Le " contrat responsable " impose déjà aux organismes complémentaires de prendre en charge le ticket modérateur sur la plupart des dépenses de santé remboursées par l'Assurance maladie, comme les consultations, les actes techniques, les analyses ou certains médicaments remboursés à 65 %. Cependant, il ne couvre pas la participation forfaitaire de 2 euros, les franchises médicales ou les majorations hors parcours de soins. Le surcofbt lié à cette nouvelle baisse de remboursement est estimé à environ 900 millions d'euros pour les organismes complémentaires, selon plusieurs sources.

Le Déficit de la Sécurité Sociale : Un Moteur pour les Économies

Ce débat s'accélère alors que les finances de l'Assurance maladie se dégradent plus rapidement que prévu. Le déficit de la Sécurité sociale, initialement espéré sous les 20 milliards d'euros pour fin 2026, pourrait finalement atteindre 23,2 milliards d'euros, d'après BFM Business.

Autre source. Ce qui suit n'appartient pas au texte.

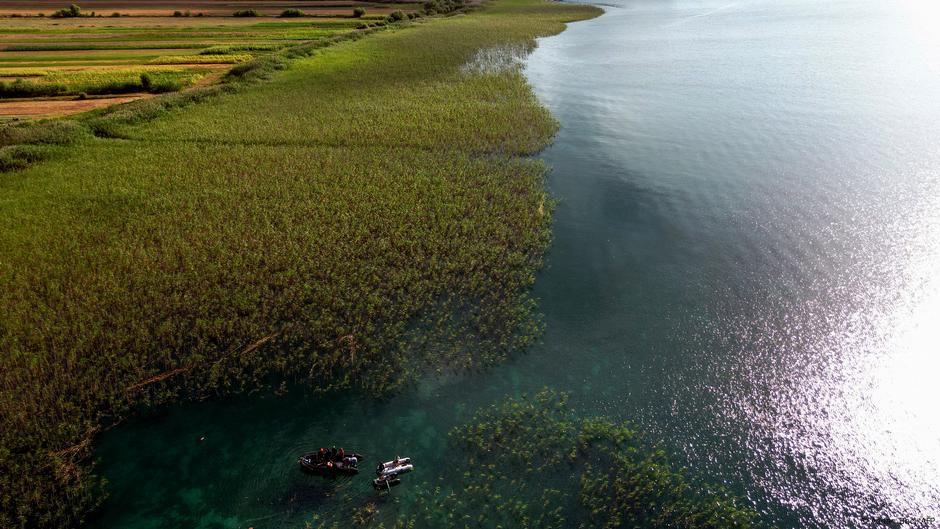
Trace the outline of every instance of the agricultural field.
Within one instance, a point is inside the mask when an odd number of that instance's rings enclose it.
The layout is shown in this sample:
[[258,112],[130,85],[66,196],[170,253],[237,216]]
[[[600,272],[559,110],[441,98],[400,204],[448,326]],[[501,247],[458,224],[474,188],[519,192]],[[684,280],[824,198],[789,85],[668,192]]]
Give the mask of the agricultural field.
[[0,2],[0,119],[65,114],[107,105],[109,99],[124,102],[211,84],[234,64],[421,7],[82,4],[73,9],[62,2]]
[[597,12],[403,18],[0,128],[0,526],[79,526],[107,492],[91,442],[141,407],[383,395],[530,344],[551,201],[528,156],[557,123],[517,68],[467,65]]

Cette situation explique la recherche constante de nouvelles économies. Depuis plusieurs années, l'État a régulièrement procédé à des transferts de dépenses de santé vers les complémentaires, une stratégie qui permet de réduire les charges directes de la Sécurité sociale. Toutefois, cette approche est fortement critiquée. Dominique Corona, secrétaire général adjoint de l'Unsa et membre du conseil de la Caisse nationale de l'Assurance maladie, a déclaré à BFM Business que " toute baisse des remboursements de la Sécurité sociale est inacceptable ". Il dénonce un affaiblissement de la protection sociale et un risque accru de renoncement aux soins, notamment pour les 4 à 5 % de Français sans complémentaire santé ou ceux dont la couverture est limitée.

Conséquences Directes : Vers une Nouvelle Hausse des Cotisations Mutuelles ?

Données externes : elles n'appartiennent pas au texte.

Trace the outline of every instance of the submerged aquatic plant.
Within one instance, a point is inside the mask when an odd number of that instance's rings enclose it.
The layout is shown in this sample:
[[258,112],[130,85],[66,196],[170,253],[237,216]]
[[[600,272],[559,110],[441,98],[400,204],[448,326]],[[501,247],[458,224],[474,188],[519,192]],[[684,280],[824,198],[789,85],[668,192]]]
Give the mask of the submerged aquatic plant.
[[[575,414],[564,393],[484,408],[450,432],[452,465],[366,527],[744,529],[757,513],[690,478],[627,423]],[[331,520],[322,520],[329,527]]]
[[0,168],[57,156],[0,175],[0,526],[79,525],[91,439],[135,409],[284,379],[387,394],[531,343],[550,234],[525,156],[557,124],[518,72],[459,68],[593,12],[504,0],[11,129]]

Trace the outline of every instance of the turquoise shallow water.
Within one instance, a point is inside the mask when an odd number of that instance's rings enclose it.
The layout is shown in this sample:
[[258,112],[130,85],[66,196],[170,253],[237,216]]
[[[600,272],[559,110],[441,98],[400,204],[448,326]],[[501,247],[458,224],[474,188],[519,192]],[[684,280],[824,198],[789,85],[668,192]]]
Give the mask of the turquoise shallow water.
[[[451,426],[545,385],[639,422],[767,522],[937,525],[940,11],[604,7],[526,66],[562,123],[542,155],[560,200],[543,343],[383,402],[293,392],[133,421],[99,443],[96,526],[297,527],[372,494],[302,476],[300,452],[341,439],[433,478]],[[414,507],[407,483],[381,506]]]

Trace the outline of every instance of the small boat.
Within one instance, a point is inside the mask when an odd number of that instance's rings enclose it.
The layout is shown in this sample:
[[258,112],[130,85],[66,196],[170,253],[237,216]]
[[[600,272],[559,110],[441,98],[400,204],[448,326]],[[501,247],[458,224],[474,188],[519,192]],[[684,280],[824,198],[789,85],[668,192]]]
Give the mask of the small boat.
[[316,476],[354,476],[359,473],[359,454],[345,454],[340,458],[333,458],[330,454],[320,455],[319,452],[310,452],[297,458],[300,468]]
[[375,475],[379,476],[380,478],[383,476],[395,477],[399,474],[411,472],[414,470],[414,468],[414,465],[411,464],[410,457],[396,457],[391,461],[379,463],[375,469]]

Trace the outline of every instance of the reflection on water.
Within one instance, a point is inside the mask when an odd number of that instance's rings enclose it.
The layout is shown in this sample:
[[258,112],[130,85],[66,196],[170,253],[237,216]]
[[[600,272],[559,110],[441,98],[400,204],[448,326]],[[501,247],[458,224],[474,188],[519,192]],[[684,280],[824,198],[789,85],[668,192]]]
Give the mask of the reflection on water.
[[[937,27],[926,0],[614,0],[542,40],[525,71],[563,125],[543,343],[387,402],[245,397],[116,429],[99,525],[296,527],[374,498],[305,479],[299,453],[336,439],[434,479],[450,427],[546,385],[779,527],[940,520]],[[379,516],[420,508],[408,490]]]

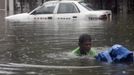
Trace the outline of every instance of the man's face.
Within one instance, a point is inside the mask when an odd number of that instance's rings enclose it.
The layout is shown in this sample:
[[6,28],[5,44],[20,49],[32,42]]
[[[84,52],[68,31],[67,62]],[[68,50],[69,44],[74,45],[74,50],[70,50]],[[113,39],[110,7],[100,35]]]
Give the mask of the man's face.
[[88,52],[91,49],[91,41],[86,41],[81,44],[79,44],[80,49],[84,52]]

L'une des conséquences les plus directes de cette potentielle baisse de remboursement par la Sécurité sociale concerne inévitablement les tarifs des complémentaires santé. Les organismes du secteur préviennent qu'un transfert supplémentaire de charges entraînerait mécaniquement une augmentation des cotisations.

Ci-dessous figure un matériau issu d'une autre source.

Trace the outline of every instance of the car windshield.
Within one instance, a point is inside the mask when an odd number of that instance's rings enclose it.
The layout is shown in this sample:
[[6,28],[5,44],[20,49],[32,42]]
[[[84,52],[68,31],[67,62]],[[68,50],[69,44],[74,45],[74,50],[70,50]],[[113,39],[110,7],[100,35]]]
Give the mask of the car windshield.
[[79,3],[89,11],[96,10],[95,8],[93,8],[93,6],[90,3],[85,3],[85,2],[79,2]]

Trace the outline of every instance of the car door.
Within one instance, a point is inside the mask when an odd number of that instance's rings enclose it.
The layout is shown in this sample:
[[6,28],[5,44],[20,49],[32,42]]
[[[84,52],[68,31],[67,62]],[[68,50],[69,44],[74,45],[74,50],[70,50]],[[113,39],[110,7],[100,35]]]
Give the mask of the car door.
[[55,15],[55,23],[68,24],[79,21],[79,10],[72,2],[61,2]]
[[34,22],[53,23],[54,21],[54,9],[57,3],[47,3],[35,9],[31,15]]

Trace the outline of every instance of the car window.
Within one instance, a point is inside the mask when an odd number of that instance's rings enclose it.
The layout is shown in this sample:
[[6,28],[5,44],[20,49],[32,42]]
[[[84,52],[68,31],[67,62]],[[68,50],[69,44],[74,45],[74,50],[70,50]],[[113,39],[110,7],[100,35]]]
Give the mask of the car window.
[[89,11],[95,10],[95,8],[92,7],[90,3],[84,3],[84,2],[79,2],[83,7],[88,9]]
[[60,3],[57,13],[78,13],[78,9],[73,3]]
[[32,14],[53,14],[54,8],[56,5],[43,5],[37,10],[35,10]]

Le contexte est déjà marqué par une forte progression des tarifs :

  • En 2024, les cotisations ont déjà augmenté de 8,1 % en moyenne.
  • En 2025, la Mutualité Française a enregistré une hausse moyenne de 6 %.
  • Pour 2026, les augmentations atteignent 4,7 % pour les contrats collectifs et 4,4 % pour les contrats individuels.

Ces hausses, qui pèsent sur le pouvoir d'achat des ménages et sur les charges des entreprises, pourraient s'accentuer davantage, impactant particulièrement les personnes âgées et les retraités. La fédération France Assureurs souligne que l'ampleur des répercussions dépendra du niveau exact des transferts. Cependant, le cabinet de la ministre de la Santé précise qu'aucun chiffrage définitif n'est encore arrêté et que la décision n'est pas formellement prise à ce stade, apportant une nuance importante au débat.

Les fédérations de complémentaires santé dénoncent par ailleurs un " détournement " progressif du contrat responsable, qui servirait de plus en plus à absorber des dépenses initialement prises en charge par l'Assurance maladie. Alors qu'une mission gouvernementale sur la répartition des dépenses entre Assurance maladie obligatoire et complémentaires est en cours, le retour du débat sur le ticket modérateur s'annonce comme un sujet central de la prochaine rentrée budgétaire.